Suffice to say, it does not really matter, but unless you specifically have requested otherwise, this is where the files will end up.
Now that you have squid installed, let us move onto the next section.... configuration
So, you've installed squid, and are wondering...."Is that it?" ha -- if only it were true, gentle reader. Nope....there are lots of things still to do before we can have ourselves a good old proxy server.
Our efforts now shall be concentrated on one file /etc/squid.conf. It is this file which holds all the settings for squid. Because we will be editing this file, I always find it a good idea, to keep a copy of the original file. So, I think it would be a good idea, if you all issued the command:
cp /etc/squid.conf /etc/squid.conf.orig
And then fire up your favourite editor, and lets begin editing squid.conf
Actually trying to use this file to run squid "out of the box" is impossible. There are a number of things that you'll have to configure before you can have an up-and-running proxy server. At first glance, this file is about a mile long, but the developers have been helpful, since the majority of the file consists of comments about each option that is available.
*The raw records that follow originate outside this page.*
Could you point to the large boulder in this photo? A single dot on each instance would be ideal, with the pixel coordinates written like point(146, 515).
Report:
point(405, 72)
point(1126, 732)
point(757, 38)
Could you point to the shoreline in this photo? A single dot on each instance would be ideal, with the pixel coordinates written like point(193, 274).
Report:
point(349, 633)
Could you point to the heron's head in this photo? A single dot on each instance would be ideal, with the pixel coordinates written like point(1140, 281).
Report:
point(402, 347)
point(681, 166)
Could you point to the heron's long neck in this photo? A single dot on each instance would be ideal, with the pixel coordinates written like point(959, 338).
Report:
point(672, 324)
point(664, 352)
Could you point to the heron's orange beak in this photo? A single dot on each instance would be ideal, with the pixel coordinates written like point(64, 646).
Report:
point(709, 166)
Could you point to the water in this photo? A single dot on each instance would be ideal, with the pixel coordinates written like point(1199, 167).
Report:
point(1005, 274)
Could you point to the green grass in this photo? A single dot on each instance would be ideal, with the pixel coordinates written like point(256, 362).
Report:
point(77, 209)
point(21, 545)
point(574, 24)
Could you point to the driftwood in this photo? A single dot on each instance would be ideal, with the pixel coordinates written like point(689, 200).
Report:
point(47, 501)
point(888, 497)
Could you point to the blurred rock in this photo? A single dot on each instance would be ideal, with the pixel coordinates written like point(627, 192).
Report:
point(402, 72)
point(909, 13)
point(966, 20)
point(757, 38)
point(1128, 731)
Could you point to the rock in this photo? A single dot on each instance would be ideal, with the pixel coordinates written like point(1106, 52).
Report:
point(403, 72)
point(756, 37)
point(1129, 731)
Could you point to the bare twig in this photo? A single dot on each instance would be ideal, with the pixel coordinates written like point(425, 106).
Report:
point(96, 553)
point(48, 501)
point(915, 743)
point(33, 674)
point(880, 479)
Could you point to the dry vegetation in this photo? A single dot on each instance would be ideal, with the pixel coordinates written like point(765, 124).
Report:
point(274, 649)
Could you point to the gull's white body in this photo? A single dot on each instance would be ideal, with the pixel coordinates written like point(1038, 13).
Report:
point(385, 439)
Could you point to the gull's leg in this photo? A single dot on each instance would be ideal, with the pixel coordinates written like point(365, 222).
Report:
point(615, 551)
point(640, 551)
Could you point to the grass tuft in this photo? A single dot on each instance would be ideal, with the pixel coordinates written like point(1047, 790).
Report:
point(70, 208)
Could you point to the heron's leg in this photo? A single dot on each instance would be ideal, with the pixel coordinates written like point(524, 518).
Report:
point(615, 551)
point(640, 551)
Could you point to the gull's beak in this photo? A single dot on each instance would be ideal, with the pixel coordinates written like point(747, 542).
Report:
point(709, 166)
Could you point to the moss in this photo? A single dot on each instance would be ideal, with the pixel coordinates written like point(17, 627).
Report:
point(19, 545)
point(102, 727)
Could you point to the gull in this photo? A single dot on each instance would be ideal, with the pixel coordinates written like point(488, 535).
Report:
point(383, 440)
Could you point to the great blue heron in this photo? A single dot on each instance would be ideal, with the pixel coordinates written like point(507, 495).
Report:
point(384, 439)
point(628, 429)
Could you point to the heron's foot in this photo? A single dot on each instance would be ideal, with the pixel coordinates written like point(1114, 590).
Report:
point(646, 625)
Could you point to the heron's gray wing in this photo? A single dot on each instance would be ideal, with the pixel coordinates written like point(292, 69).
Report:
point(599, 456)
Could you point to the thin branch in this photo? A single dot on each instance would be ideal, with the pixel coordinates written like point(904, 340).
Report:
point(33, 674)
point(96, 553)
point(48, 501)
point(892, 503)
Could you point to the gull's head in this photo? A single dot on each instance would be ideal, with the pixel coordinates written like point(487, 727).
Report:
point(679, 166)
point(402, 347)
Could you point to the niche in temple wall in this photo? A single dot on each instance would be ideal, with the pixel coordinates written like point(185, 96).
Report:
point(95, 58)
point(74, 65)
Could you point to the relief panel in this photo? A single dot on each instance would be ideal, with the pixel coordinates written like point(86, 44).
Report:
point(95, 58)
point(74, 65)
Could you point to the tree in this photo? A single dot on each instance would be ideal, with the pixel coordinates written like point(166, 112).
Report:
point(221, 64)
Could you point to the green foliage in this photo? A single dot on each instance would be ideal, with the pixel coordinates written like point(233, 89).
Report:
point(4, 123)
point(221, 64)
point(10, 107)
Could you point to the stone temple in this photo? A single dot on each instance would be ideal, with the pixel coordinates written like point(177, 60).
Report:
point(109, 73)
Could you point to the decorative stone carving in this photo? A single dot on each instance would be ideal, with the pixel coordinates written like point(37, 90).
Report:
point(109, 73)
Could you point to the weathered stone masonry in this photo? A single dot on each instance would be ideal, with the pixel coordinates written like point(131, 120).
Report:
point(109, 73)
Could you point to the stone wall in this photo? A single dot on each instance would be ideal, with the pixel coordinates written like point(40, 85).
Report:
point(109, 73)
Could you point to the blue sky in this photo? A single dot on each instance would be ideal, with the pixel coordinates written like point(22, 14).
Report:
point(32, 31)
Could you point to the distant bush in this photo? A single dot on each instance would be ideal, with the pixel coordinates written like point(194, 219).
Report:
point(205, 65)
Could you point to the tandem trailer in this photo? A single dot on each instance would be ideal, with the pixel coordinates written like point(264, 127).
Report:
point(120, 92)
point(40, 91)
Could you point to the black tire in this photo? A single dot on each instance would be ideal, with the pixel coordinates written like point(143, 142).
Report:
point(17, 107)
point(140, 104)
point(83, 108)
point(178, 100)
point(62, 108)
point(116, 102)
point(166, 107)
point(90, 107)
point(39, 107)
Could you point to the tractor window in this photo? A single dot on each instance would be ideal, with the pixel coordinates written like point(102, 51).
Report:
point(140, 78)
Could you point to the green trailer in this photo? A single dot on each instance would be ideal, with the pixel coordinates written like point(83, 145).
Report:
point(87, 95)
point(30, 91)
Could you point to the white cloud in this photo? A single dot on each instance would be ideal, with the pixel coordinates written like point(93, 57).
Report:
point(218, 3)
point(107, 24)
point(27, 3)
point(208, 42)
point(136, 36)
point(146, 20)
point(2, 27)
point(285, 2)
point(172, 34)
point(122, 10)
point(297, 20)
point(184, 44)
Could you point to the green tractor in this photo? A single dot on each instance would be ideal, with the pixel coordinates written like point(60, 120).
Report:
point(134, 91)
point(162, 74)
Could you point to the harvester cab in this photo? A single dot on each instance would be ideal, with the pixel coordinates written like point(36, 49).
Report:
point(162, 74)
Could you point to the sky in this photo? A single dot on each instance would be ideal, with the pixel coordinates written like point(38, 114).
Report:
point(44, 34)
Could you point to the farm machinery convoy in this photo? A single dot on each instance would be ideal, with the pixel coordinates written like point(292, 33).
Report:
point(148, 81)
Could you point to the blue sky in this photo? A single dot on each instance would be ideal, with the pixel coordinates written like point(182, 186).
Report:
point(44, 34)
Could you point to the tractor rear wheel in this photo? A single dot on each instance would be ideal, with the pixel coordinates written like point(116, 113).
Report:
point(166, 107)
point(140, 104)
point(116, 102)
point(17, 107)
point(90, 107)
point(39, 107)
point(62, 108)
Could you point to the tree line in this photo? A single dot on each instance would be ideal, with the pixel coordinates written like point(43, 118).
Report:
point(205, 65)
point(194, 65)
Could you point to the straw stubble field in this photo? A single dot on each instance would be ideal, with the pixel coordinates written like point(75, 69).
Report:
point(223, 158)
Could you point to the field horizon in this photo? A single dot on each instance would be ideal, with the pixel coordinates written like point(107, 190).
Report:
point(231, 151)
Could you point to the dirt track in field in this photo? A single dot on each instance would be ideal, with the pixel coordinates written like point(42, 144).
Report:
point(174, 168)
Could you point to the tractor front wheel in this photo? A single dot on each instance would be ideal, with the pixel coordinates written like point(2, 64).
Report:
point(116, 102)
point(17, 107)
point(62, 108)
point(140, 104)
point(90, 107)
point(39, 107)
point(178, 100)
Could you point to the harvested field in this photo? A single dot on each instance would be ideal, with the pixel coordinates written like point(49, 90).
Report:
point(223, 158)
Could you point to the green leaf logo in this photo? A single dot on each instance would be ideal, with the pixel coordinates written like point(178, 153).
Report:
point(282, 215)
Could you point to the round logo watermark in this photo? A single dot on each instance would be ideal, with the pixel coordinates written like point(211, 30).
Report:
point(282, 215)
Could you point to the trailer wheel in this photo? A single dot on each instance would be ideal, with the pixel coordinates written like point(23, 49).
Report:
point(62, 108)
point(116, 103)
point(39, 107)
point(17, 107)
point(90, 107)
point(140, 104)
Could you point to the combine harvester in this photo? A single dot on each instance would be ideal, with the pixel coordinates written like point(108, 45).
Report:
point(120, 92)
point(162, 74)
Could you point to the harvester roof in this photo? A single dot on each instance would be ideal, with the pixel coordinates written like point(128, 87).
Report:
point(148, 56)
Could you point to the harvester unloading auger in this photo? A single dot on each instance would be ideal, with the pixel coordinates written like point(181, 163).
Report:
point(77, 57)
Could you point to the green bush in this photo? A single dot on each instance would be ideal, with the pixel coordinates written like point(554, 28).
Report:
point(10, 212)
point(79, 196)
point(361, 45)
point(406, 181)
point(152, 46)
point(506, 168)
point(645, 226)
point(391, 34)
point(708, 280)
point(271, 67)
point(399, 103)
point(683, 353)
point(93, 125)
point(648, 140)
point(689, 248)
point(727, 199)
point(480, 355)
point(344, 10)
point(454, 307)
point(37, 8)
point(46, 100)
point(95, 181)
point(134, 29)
The first thing, is to tell squid the IP address of the machine it is operating on and at which port it is to listen to. In squid.conf, you should find a commented line which looks like:
#http_port 3128
Uncomment this line, by deleting the leading hash (#) symbol. Now by default, the port number 3128 is chosen. However, should you wish to tell squid to listen on a different port, then change it!! Thus on my proxy machine, I have specified:
http_port 10.1.100.1:8080
Which binds squid to listen on the above IP address with the port 8080. What you have to be careful of, is making sure that no other running application is trying to use the same port (such as apache), which is a very common mistake that a lot of people make.
Now, as we progress through this configuration file, the next major configuration option we should now change is cache_mem. This option tells squid how much memory it should use for things like caching.
I have just uncommented this line -- and left the default at 8 MB
Further on down from this option are some more options which tell squid about the high/low cache "watermark". This is simply a percentage of disk-space, that says that when it gets to within 90/95% then squid should start deleting some of its cached items.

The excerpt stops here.